ホームマーケット市川レポート 経済・相場のここに注目2026年6月FOMCプレビュー~今回の注目点を整理する

2026年6月12日

三井住友DSアセットマネジメント
チーフマーケットストラテジスト 市川 雅浩

【市川レポート】2026年6月FOMCプレビュー~今回の注目点を整理する

●政策金利は据え置きを予想、声明の緩和バイアスの文言は中立方向への修正か削除の可能性。
●ドットチャートでは2026年の政策金利は据え置き、2027年は2回の利下げが示されるとみている。
●今回のFOMCは中立化がメッセージと考えており、タカ派化はリスクだが、その恐れは小さいであろう。
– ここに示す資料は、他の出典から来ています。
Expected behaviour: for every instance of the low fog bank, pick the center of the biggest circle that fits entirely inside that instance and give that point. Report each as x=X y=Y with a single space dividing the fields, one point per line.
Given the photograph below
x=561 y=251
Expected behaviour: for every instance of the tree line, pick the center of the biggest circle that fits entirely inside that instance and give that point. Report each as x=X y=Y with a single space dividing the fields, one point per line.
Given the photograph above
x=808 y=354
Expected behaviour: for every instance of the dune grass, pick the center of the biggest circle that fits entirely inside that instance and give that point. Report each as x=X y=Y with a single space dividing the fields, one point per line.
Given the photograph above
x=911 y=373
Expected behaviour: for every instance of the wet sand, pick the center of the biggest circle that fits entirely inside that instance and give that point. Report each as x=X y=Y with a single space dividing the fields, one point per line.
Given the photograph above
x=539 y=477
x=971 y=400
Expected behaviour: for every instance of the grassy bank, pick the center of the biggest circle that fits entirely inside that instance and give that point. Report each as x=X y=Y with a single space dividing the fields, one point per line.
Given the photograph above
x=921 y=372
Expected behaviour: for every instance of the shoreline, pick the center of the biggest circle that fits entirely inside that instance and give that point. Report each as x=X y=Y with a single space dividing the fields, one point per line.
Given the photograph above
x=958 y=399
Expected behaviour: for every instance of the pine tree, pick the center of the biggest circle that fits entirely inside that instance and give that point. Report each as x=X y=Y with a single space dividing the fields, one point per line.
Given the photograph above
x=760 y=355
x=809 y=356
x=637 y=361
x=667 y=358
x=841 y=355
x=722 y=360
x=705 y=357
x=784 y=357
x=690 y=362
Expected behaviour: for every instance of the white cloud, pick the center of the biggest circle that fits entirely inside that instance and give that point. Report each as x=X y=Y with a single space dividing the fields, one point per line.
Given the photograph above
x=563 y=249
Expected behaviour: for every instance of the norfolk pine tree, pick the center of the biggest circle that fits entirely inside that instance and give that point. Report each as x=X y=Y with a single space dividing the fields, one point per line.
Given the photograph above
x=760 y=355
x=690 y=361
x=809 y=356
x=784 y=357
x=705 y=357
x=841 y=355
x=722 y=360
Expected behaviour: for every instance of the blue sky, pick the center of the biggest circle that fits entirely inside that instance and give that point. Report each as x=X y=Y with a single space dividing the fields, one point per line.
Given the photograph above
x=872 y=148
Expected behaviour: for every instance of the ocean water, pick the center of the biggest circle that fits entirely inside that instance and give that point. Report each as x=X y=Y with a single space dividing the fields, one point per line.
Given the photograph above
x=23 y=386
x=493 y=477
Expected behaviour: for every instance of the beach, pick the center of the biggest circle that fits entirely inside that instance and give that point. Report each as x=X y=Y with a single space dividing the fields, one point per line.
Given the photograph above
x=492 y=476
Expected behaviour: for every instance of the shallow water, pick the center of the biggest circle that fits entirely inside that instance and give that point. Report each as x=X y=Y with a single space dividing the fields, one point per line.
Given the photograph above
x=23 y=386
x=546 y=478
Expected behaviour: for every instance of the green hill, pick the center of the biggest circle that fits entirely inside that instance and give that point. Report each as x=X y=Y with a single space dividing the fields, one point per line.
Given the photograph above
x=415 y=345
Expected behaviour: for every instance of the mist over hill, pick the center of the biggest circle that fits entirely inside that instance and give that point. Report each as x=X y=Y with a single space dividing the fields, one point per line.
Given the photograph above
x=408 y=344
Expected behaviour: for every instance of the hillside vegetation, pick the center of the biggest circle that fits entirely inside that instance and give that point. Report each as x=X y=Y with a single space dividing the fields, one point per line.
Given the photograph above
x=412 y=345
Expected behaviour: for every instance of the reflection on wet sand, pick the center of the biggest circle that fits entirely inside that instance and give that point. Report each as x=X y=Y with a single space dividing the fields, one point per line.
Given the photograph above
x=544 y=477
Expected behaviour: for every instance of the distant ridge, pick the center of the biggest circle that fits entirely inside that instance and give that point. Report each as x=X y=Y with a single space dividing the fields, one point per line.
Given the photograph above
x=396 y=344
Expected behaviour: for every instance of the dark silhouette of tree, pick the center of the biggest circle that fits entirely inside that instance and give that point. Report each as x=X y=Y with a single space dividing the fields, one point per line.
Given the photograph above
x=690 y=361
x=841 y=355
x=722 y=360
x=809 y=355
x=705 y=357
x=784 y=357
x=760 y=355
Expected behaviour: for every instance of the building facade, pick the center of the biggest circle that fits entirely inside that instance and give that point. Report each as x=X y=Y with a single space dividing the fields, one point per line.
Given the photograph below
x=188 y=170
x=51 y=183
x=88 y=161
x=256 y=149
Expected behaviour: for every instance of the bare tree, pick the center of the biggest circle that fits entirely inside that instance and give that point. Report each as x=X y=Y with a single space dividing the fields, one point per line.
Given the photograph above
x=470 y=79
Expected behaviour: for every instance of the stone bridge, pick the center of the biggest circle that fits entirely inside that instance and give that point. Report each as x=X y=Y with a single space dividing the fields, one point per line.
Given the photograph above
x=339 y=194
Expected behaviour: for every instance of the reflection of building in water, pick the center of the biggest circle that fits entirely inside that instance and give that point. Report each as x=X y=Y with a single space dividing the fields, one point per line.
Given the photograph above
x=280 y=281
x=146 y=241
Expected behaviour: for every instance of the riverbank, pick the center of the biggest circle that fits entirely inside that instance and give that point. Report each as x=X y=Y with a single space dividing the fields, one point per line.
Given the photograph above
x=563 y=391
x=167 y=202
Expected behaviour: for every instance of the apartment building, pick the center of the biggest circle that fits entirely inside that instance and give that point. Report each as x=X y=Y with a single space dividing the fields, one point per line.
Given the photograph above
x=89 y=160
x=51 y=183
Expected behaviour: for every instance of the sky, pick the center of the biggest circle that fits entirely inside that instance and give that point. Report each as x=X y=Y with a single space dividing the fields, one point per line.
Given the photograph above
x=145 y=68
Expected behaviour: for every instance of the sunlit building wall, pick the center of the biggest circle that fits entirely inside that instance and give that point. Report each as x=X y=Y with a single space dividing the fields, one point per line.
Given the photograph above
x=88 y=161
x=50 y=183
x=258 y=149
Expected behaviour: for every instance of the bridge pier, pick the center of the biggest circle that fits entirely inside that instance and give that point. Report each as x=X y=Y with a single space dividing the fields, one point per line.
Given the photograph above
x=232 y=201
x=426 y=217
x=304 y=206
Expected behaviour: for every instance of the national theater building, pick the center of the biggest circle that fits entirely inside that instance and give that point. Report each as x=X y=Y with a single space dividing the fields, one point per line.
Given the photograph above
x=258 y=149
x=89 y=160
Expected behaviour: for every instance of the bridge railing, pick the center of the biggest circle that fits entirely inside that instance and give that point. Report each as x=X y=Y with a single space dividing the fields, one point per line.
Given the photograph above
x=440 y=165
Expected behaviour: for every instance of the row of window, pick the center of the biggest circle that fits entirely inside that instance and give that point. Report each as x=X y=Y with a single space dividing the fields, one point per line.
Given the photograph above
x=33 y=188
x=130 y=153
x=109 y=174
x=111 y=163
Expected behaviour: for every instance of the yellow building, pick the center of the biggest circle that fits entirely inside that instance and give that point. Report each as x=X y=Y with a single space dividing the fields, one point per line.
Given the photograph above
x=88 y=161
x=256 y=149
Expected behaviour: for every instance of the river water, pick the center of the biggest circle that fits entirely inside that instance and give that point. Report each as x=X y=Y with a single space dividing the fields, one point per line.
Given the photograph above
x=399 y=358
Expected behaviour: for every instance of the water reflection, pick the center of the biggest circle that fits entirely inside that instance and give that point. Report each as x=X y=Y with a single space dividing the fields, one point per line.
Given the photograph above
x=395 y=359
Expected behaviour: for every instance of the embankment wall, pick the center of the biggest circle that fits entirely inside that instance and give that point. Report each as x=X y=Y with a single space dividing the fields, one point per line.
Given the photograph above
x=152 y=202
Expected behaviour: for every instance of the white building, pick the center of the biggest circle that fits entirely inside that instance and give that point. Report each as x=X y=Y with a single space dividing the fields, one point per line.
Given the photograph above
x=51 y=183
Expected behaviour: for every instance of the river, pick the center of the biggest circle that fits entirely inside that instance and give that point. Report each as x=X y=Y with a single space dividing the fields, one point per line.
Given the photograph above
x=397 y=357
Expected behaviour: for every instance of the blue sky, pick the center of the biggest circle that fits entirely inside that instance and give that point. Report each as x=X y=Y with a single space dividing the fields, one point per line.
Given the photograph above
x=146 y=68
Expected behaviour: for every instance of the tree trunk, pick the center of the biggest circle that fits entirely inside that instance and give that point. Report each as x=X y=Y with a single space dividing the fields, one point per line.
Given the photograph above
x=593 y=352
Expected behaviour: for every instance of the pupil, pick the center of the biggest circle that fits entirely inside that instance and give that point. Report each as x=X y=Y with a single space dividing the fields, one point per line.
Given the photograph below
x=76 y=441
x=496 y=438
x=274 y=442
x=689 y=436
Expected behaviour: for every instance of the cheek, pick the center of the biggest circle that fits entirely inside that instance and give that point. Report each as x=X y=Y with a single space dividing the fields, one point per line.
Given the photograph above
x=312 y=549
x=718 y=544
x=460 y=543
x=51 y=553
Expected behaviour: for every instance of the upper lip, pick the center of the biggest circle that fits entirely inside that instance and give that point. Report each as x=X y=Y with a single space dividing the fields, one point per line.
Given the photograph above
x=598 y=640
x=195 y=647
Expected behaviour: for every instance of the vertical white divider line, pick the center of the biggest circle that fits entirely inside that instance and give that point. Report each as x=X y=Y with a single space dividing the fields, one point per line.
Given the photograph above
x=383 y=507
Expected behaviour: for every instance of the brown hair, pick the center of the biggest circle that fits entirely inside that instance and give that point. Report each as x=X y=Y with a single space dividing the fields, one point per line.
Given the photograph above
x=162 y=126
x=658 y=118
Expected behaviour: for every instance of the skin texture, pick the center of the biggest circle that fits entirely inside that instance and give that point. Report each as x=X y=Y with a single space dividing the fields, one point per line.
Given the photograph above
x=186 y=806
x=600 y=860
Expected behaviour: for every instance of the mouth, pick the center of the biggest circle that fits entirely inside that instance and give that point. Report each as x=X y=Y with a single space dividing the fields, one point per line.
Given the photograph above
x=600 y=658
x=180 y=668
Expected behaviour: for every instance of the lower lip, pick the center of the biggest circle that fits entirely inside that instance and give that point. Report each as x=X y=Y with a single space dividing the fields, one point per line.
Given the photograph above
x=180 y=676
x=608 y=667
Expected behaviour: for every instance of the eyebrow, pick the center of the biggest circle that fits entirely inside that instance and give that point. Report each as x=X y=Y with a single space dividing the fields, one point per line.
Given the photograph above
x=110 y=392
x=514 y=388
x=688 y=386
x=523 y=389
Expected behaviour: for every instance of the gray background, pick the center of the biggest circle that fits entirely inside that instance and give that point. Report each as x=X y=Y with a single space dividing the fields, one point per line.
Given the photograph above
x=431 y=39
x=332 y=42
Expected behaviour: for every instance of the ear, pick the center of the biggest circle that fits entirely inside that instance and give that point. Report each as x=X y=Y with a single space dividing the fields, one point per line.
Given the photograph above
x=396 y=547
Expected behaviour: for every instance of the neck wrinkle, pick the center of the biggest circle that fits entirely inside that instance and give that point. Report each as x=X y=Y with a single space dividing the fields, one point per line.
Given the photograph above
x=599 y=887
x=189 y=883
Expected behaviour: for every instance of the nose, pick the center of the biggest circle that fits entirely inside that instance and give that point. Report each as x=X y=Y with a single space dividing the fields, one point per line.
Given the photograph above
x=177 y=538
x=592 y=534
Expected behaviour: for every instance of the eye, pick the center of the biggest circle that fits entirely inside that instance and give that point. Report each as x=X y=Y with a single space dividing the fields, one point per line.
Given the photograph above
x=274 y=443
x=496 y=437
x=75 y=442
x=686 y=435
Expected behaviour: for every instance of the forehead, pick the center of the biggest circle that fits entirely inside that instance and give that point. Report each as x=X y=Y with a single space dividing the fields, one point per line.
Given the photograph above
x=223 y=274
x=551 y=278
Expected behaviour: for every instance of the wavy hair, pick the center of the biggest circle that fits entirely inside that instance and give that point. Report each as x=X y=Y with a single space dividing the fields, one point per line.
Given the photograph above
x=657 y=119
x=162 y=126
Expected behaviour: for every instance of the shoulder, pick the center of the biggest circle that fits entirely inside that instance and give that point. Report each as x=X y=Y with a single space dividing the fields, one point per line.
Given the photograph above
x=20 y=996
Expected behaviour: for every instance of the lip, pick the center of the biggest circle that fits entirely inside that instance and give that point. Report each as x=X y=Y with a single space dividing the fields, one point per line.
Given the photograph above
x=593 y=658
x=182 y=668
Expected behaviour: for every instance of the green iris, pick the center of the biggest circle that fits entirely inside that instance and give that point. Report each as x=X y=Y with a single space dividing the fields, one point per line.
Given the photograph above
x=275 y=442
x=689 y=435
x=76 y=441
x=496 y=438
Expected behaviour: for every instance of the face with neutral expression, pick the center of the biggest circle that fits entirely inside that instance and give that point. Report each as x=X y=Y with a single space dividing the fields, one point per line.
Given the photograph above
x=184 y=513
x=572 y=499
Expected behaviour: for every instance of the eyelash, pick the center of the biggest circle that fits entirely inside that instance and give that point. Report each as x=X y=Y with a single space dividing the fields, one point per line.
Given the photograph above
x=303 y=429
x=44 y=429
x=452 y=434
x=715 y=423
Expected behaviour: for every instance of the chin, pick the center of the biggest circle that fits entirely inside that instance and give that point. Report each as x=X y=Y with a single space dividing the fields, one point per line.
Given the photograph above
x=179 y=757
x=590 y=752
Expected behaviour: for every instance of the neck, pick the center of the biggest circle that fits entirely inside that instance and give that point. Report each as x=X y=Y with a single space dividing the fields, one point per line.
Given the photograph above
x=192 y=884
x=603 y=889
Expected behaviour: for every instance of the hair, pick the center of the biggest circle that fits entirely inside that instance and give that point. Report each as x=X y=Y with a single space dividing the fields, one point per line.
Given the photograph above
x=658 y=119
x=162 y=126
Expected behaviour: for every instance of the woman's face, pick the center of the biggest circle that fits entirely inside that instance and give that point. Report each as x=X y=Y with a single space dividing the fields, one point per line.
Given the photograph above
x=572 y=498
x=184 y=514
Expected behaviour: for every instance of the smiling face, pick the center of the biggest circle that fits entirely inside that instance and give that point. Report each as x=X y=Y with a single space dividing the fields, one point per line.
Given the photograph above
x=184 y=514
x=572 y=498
政策金利は据え置きを予想、声明の緩和バイアスの文言は中立方向への修正か削除の可能性

米連邦準備制度理事会(FRB)は、6月16日、17日に米連邦公開市場委員会(FOMC)を開催します。今回はウォーシュ新議長のもとで開催される初めてのFOMCであり、声明や記者会見、FOMCメンバーの最新の経済見通し(SEP、Summary of Economic Projections)、メンバーが適切と考える「政策金利水準の分布図(ドットチャート)」を通じて、どのようなメッセージが発信されるか、いつも以上に市場の注目が集まっています。


フェデラルファンド(FF)金利の誘導目標(現行3.50%~3.75%)は、市場の大方の見方と同じく、弊社も据え置きを予想します。FOMC声明では、「FF金利の誘導目標のさらなる調整の程度とタイミングを検討する際」という緩和バイアスの文言について、前会合ですでに3名のメンバーが反対しており、ウォーシュ議長も金融政策の先行き指針を示す「フォワードガイダンス」に否定的であることから、中立方向への修正か、削除が予想されます。

ドットチャートでは2026年の政策金利は据え置き、2027年は2回の利下げが示されるとみている

なお、ウォーシュ議長は議長就任前の4月21日、米上院の公聴会において、「FRBはドットチャートで自分たちの金利見通しを全世界に伝えている」、「本来あるべき姿よりも長くその予測に固執している」と述べており、FOMCメンバーによる見通しの提示に否定的な見解を示しています。そのため、将来的にSEPやドットチャートの見直しが行われる可能性が高いと思われますが、今会合では従来通り、公表されるとみています。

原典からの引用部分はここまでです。